If you have found the above interesting, informative and/or thought-provoking, I encourage you to read some or all of Michael’s book, especially the postlude, and references in Chapter 2 to Dansgaard-Oeschger cycles. (These are transient, abrupt warming events recorded over the last 50,000 years in Greenland ice cores.)

The book covers these and other subjects in great detail as well as having an extensive bibliography.

An unusual aspect of the climate-change conversation is that, unlike other complex, specialised subjects, a wide range of people with little or no credentials to do so have strongly held views which they wish to impose on the rest of us. (Who would, for example, seek advice from a lawyer or an accountant on how to manage a brain tumour?)

Perhaps, contributing to this state of affairs has been the brief to the IPCC (Intergovernmental Panel on Climate Change) to come up with ‘definite predictions’ of the incredibly complex system, using climate (computer) models that, according to Michael, are useful in some ways but cannot, for instance, simulate the full complexity and, in particular, extreme storminess – which requires far more than the available computer power.

Michael believes that these big climate models are getting better but he thinks we should pay more attention to the longer-time-scale patterns as exemplified by the 800,000-year records from Antarctic ice cores, and many other palaeoclimatic lines of evidence.

We need our political leaders, our journalists and, most of all, our voting citizens to have a better understanding of the high risk to the future of our species, and many other plants and animals on this planet, by continuing to harvest and burn fossil fuels, especially when much better, safer, and cheaper technologies are here or on the near horizon.

Remember, the Stone Age did not end because we ran out of stone.

Notes and references

Oreskes, N, and Conway, E M, 2010: Merchants of Doubt: How a Handful of Scientists Obscured the Truth on Issues from Tobacco Smoke to Global Warming, Bloomsbury, 2010

Lüthi, D, et al, 2008: 'High-resolution carbon dioxide concentration record 650,000–800,000 years before present', Nature 453, 379–382

*Michael is referring here to 'the dichotomisation instinct, the primitive binary button that journalists and politicians keep on pressing to get us polarised [a phenomenon that may be familiar to anyone living in Brexit Britain – JR]. Dichotomisation, in this sense, is the visceral urge to see only two opposing choices and to decide between them without stopping to think, an ancient survival instinct – as with fight or flight, edible or inedible, male or female, friend or foe – but today an obstacle to clear thinking.’

**The technical term for this thermal energy is ‘latent heat’, the heat released when water vapour condenses to make water, or when liquid water freezes to make ice.

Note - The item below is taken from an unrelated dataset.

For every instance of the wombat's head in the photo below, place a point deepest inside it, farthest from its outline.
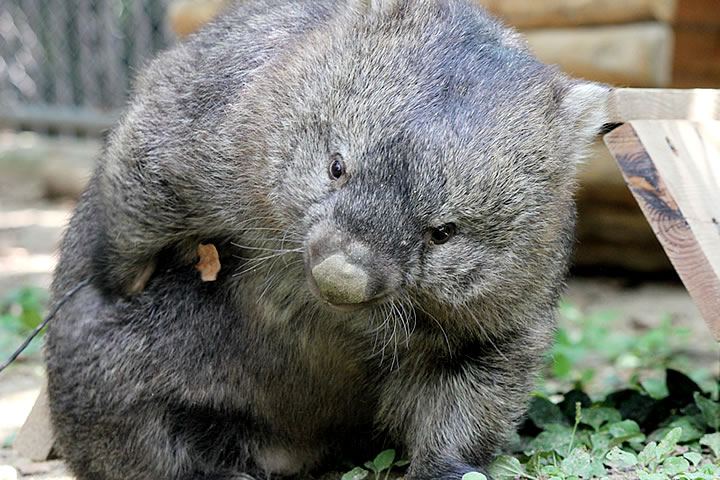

During such processes, called ‘phase changes’, the heat comes out even when the temperature stays exactly the same. Conversely, when the phase change is in the other direction (liquid to vapour or solid to liquid), heat must be supplied, as when boiling away the water in a kettle (the temperature staying at about 100 °C) or when evaporating water from a warm ocean (with the temperature changing only a little, thanks to the enormous heat capacity of the ocean).